I grew up in western Colorado and northern New Mexico. Though I left for the ArkLaTex 40+ years ago, locals still note that my accent is different and ask where I'm from. I'm a fair mimic and enlist my most Southern Belle drawl when I ask them whatever do they mean by that. Another advantage is the fact that I speak (limited) Spanish without the drawl, enlisting surprise by an entirely different group of people.

BUT, back to the original topic -- as a teenager I had to make an effort to use "ma'am" and "sir" appropriately in this area. In Colorado, they were used sarcastically and did not denote respect.

RichardJohnson said...

Texan99
And SW Conn. is startlingly beautiful, by the way.

Depends on your perspective. One's opinion can vary by taking the CT Turnpike- UGLY- or the Merritt Parkway- beautiful. I was born and raised in the opposite part of the state, where my nearest neighbor was a quarter mile away, so my opinion of SW Conn, a.k.a. Fairfield County, is rather negative. Fairfield County being a hotbed of Yankees fans doesn't help my opinion.

The suburban density where I live in TX has a landscape which to me is blaah compared to the forests, meadows, & SWAMPS of my hometown in CT. I got a different opinion when my cousin from NYC visited me in TX. She called it beautiful. Well, it is a lot greener than NYC.

Like most states, Hillary got a lower percentage of the vote in CT than Obama did in 2012. There were some towns in CT that bucked the trend where Hillary got a higher percentage of the vote than Obama in 2012. Wealthy towns, all of them. The two towns in CT where Hillary had the greatest increase compared to Obama were New Caanan and Darien in Fairfield County- which not coincidentally have the highest per capita incomes in the state. President Goldman Sachs did well by them, so they decided better the devil they knew.

If you run a correlation with per capita income versus increase in vote for Hillary compared to Obama, you get a correlation coefficient of 0.8, which is very good agreement. The top ten towns where Hillary's % of the vote was greater than Obama's in 2012, averaged 12% greater than Obama, and per capita income of $78,000. The bottom ten town in Hillary versus Obama averaged 17% less for Hillary compared to Obama, with average per capita income of $29,000. My dislike of Fairfield County is once again justified. It isn't prejudice when you have facts behind your opinion.

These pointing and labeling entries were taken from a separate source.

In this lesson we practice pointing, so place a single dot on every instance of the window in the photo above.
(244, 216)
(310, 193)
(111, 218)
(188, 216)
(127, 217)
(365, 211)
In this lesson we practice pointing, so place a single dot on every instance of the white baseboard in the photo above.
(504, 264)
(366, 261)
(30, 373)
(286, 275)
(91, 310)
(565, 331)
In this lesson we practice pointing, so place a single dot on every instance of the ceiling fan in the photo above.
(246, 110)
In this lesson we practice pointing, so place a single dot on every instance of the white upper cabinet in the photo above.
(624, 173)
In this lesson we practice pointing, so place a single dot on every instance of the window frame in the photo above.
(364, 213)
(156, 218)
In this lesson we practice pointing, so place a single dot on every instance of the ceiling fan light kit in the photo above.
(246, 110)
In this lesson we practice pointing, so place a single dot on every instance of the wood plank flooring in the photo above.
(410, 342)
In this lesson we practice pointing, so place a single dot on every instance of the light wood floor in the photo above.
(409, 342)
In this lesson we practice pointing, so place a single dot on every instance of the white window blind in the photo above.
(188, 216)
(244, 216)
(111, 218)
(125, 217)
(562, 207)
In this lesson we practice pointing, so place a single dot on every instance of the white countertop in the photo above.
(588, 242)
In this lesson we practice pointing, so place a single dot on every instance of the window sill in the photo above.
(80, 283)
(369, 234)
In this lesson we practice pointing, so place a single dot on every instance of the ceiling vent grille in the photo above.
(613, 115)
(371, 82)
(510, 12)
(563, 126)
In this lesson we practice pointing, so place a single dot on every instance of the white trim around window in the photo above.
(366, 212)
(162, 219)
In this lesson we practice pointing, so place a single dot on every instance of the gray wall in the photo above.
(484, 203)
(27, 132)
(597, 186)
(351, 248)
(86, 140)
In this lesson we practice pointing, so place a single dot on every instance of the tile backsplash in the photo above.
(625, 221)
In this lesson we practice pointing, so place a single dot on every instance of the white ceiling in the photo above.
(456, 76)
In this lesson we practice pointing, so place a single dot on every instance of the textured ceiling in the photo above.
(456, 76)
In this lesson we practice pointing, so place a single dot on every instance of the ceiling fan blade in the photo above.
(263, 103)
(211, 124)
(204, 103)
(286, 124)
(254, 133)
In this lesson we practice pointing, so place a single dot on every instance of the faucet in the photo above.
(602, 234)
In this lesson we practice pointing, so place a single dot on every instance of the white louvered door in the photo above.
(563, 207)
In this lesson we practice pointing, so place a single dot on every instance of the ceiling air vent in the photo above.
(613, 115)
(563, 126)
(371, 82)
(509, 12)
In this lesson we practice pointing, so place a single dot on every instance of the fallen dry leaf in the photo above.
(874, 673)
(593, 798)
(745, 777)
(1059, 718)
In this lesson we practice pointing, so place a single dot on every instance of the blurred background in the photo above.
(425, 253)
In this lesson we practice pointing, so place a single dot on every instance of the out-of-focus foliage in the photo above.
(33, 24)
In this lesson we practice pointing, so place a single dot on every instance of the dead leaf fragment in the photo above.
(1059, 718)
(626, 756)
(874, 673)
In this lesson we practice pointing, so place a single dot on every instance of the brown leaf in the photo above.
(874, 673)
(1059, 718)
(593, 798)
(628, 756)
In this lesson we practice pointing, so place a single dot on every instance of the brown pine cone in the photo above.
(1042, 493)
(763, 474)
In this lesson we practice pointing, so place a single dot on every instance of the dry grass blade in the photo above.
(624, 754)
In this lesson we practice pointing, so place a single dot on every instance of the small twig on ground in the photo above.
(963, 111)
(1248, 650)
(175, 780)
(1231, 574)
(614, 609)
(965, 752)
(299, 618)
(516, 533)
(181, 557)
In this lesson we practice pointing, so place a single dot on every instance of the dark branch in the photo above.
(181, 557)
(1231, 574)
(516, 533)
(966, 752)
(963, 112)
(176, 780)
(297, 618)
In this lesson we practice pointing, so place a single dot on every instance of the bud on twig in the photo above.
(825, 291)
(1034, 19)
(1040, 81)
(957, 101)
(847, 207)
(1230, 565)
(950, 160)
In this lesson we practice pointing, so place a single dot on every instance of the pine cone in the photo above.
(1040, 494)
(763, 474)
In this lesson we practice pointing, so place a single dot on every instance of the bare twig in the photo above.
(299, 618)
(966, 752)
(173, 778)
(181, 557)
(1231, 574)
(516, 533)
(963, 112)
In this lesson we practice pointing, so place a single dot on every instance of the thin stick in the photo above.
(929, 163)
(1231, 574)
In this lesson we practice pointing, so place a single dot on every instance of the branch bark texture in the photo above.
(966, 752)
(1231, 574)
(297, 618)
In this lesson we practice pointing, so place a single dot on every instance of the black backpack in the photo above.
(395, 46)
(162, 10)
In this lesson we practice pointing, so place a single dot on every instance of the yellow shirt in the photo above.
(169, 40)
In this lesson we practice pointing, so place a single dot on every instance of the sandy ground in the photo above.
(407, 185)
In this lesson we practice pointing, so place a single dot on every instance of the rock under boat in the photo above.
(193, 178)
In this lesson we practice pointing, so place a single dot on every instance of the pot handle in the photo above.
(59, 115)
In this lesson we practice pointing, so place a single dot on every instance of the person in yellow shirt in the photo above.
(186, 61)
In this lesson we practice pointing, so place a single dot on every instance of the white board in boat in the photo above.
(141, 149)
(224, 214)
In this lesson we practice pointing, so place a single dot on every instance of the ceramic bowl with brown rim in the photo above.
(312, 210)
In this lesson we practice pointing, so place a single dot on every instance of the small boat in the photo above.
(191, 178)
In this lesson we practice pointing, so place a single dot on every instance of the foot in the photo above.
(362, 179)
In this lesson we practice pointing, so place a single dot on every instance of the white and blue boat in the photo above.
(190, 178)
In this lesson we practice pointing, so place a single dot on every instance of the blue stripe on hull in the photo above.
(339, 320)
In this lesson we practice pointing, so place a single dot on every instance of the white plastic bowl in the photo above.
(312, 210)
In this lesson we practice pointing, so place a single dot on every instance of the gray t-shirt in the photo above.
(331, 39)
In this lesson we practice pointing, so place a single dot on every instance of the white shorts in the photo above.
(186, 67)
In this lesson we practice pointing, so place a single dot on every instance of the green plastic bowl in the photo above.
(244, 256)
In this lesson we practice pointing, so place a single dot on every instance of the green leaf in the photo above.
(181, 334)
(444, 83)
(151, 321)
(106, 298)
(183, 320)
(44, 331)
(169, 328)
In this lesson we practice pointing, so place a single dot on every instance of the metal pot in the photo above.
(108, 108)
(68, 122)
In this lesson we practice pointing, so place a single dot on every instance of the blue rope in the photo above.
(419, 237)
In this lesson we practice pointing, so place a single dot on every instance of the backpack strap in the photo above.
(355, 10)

The three nations intersecting in Texas corresponds with my describing Texas as a meeting ground. Moses Austin, the father of Stephen F. Austin, was from CT.

Texan99 said...

I love the low spreading live oaks and meandering marsh waterways where I live now, and wouldn't trade them for those stunning picturesque rocky hillsides and tall elegant trees of Connecticut, but I'm still amazed every time I see the latter.

GLT said...

One of my brothers coached football at North Greenville.

Assistant Village Idiot said...

My 3rd son, oldest Romanian, named John Wyman was there Aug 2005- Dec 2006. They had a talented WR who went to the NFL shortly after, I recall.